White House officials said they hoped the final result would be a so-called operation agreement, weaker than a binding set of greenhouse gas limits with measurable target dates but stronger than a political commitment with no underlying action plan.

"It's in the middle," an official said.

But there was no guarantee of this outcome due to differences between the U.S. and China over pollution limits and the ability of outside nations to verify compliance - an issue covered by the umbrella term "transparency."

While Obama officials said differences on transparency had narrowed Thursday, no final deal appeared in the offing.

The officials credited an earlier offer of U.S. help in building a $100 billion annual fund starting in 2020, to help developing nations cope with the cost of pollution and deforestation limits. However, the U.S. will offer no financing unless China buckles under.

"That (U.S. financing) is contingent on a strong overall agreement that includes Chinese transparency," one senior official said, underlining a key demand laid on the table by Secretary of State Hillary Clinton when she first announced the U.S. intentions at the opening of talks on Thursday.

That wasn't the only issue bedeviling negotiators here.

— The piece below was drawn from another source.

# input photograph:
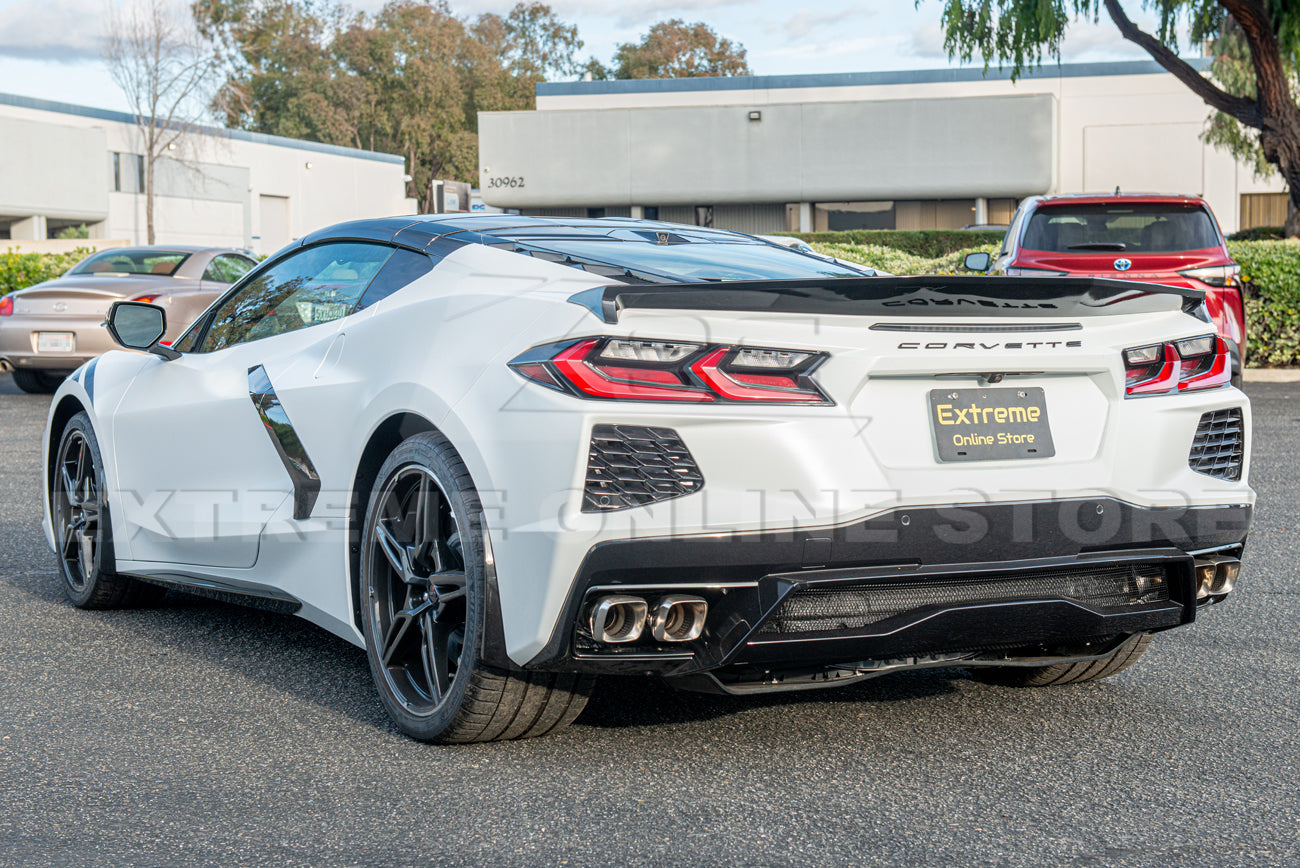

The biggest, the Obama officials said, was a raging dispute between developed nations, China and developing nations about extending pollution reductions contained in the Kyoto climate change treaty. The U.S. has long since abandoned Kyoto as a guidepost for pollution control, but Canada, Japan, Russia, Australia and the European Union want it continued in some concrete form, while China and developing nations want out from under it.

"There's a lot of energy around that issue," a senior official said. "It's the issue over which it could all fail."

Asked why Obama would still make the long trek here from Washington, another top official said it was to exert "American leadership."

"We will try to have an impact here," the official said. "we don't know what the outcome of these talks will be."